Mais si on ne sait pas ce qu’elle est, comment peut-on dire qu’elle ne se trouve pas là où on la cherche? Simplement en calculant ce qui devrait se passer en l’absence de matière noire dans un secteur donné de l’espace, puis en mesurant ce qui s’y passe vraiment. Si les deux concordent, c’est qu’il n’y a pas de matière noire dans ce secteur. C’est exactement ce qu’à fait cette équipe dirigée par le prof. Christian Moni Bidin. Les mesures portaient sur le disque galactique centré sur notre système solaire, d’un rayon de 13 000 années-lumière et composé de 400 étoiles géantes. Jamais un espace si vaste n’avait été si minutieusement étudié. Donc si la matière noire n’existe pas dans notre région de l’espace, il n’est pas étonnant que les détecteurs ne trouvent rien de significatif, ce qui ferait une excellente conclusion posthume au billet cité en introduction.
Reste le problème fondamental qui est que pour que l’univers et les galaxies aient aujourd’hui la structure observée, soit la matière noire existe quand même – quitte à avoir déserté notre coin de l’espace – , soit notre théorie dominante actuelle (le Big Bang) de la formation de l’univers est fausse.

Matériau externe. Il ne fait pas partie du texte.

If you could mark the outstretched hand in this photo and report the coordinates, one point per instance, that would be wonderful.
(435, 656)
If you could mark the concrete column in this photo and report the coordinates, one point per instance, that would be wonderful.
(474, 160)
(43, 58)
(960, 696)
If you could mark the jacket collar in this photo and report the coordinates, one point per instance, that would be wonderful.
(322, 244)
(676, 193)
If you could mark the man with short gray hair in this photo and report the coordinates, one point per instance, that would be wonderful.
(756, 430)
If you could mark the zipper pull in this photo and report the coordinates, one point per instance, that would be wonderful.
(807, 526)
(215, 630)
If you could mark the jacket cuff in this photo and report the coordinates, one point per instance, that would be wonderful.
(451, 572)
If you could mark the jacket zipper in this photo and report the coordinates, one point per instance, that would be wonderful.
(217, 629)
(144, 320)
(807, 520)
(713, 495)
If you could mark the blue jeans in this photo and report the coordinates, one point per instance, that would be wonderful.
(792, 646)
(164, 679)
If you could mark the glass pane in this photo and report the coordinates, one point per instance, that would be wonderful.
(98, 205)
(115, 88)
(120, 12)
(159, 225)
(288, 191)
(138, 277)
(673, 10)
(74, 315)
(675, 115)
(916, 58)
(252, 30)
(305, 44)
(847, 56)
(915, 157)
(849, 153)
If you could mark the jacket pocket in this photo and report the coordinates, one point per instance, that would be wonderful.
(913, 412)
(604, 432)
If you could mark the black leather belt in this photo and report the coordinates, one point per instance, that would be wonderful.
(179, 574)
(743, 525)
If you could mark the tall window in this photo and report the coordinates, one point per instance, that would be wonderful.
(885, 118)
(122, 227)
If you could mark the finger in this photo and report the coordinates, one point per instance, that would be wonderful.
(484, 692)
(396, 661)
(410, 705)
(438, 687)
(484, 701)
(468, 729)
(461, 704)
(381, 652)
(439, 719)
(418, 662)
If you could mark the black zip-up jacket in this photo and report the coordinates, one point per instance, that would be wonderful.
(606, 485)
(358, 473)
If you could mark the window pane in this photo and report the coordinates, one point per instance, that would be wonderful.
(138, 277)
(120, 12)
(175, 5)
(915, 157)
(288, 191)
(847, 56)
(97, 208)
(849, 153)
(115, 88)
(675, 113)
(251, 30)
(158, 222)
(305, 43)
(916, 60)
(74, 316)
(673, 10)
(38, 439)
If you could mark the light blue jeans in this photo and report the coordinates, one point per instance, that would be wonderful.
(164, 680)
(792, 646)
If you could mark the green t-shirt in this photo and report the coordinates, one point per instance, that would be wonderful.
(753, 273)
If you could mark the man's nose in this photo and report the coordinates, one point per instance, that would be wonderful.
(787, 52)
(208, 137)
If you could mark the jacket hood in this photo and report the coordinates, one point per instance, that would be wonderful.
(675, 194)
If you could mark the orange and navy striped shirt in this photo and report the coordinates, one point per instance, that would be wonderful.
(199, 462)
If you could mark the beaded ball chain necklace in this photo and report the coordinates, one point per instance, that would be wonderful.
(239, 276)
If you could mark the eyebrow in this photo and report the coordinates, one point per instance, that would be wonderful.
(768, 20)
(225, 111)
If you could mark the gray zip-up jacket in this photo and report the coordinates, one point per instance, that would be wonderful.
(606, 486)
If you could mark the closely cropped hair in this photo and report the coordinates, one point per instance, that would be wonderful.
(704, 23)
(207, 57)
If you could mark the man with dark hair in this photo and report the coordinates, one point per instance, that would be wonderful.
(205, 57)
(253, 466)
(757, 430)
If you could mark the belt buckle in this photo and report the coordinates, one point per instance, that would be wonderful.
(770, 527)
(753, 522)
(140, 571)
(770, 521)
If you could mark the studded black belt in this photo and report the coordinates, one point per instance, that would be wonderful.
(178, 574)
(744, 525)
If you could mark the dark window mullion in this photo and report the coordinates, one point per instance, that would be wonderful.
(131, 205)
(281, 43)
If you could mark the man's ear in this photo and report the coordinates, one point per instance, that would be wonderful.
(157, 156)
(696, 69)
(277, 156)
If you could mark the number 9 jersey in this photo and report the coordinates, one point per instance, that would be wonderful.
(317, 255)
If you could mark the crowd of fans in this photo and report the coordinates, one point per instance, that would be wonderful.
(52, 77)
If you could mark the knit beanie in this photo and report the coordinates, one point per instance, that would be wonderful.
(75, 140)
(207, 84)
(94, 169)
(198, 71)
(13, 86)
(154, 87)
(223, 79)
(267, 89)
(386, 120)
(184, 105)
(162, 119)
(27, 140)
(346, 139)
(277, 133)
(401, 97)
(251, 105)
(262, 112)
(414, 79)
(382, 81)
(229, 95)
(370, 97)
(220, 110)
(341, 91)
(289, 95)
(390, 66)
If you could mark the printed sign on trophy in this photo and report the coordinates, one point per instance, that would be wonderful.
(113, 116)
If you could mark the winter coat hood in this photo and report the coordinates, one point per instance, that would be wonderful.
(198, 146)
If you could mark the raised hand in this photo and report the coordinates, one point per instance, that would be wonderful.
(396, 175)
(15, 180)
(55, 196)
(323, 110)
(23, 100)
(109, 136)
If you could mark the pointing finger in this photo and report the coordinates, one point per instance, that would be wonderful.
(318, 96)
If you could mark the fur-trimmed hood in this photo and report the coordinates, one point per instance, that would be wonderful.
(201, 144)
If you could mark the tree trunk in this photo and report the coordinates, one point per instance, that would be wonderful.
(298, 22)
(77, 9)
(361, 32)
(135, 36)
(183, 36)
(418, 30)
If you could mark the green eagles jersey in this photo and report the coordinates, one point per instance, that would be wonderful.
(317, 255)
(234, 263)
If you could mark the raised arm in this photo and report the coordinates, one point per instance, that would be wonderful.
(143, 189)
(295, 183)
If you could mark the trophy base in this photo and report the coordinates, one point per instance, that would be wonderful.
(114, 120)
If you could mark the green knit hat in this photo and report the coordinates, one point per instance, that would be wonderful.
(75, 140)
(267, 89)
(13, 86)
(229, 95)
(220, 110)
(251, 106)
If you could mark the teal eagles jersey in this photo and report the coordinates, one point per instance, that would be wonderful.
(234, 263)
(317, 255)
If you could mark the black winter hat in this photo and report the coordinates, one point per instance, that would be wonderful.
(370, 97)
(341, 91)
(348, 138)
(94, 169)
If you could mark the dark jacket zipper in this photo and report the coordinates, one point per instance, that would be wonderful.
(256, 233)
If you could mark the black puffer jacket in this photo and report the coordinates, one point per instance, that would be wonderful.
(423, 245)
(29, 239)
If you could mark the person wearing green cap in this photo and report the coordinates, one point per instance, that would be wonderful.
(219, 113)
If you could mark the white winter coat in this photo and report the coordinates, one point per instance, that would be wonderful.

La seule chose dont on semble certain est que l’univers n’aurait pas sa configuration actuelle si la seule matière était la matière visible, et si les constantes de base (constante gravitationnelle et vitesse de la lumière) n’étaient pas véritablement des constantes. Or il existe plusieurs théories qui s’attachent à décrire l’univers observable sans avoir recours à cette mystérieuse matière noire et sa cousine, l’énergie noire. En 2010 l’astrophysicien taiwanais Wun-Hi Shu proposait un nouveau modèle cosmologique doté d’un mécanisme de conversion de la masse en longueur et le temps en espace. Un autre modèle appelé Théorie MOND porte sur une modification de l’attraction gravitationnelle newtonienne, qui passerait d’un facteur 1/r² sur les courtes distances (galactiquement parlant) à 1/r pour les longues distances, donc beaucoup moins forte. Cette adaptation permet de faire coller le modèle MOND à l’univers observable, y compris pour le fond diffus cosmologique. Sans matière noire.
L’apparente impossibilité actuelle de détecter la matière noire pourrait faire revenir ces théories alternatives au modèle cosmologique standard sur le devant de la scène, mais il faudra encore attendre les résultats du satellite Gaïa qui doit être lancé l’an prochain par l’ESA pour passer au crible plus d’un million d’étoiles.